IEEE Trans Cybern. 2019 Jun;49(6):2280-2293. doi: 10.1109/TCYB.2018.2824299. Epub 2018 Apr 20.
Classification of high-dimensional data with very limited labels is a challenging task in the field of data mining and machine learning. In this paper, we propose the multiobjective semisupervised classifier ensemble (MOSSCE) approach to address this challenge. Specifically, a multiobjective subspace selection process (MOSSP) in MOSSCE is first designed to generate the optimal combination of feature subspaces. Three objective functions are then proposed for MOSSP, which include the relevance of features, the redundancy between features, and the data reconstruction error. Then, MOSSCE generates an auxiliary training set based on the sample confidence to improve the performance of the classifier ensemble. Finally, the training set, combined with the auxiliary training set, is used to select the optimal combination of basic classifiers in the ensemble, train the classifier ensemble, and generate the final result. In addition, diversity analysis of the ensemble learning process is applied, and a set of nonparametric statistical tests is adopted for the comparison of semisupervised classification approaches on multiple datasets. The experiments on 12 gene expression datasets and two large image datasets show that MOSSCE has a better performance than other state-of-the-art semisupervised classifiers on high-dimensional data.

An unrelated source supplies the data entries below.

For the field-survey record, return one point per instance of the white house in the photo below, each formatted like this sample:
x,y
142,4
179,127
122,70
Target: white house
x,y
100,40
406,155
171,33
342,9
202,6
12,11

用非常有限的标签对高维数据进行分类是数据挖掘和机器学习领域的一项具有挑战性的任务。在本文中,我们提出了多目标半监督分类器集成(MOSSCE)方法来解决这个挑战。具体来说,MOSSCE 中的多目标子空间选择过程(MOSSP)首先被设计用来生成最优的特征子空间组合。然后,我们提出了三个用于 MOSSP 的目标函数,包括特征的相关性、特征之间的冗余性和数据重构误差。然后,MOSSCE 基于样本置信度生成辅助训练集,以提高分类器集成的性能。最后,训练集与辅助训练集结合起来,用于在集成中选择最优的基本分类器组合,训练分类器集成,并生成最终结果。此外,还对集成学习过程的多样性进行了分析,并采用了一组非参数统计检验方法对多个数据集上的半监督分类方法进行了比较。在 12 个基因表达数据集和两个大型图像数据集上的实验表明,MOSSCE 在高维数据上的性能优于其他最先进的半监督分类器。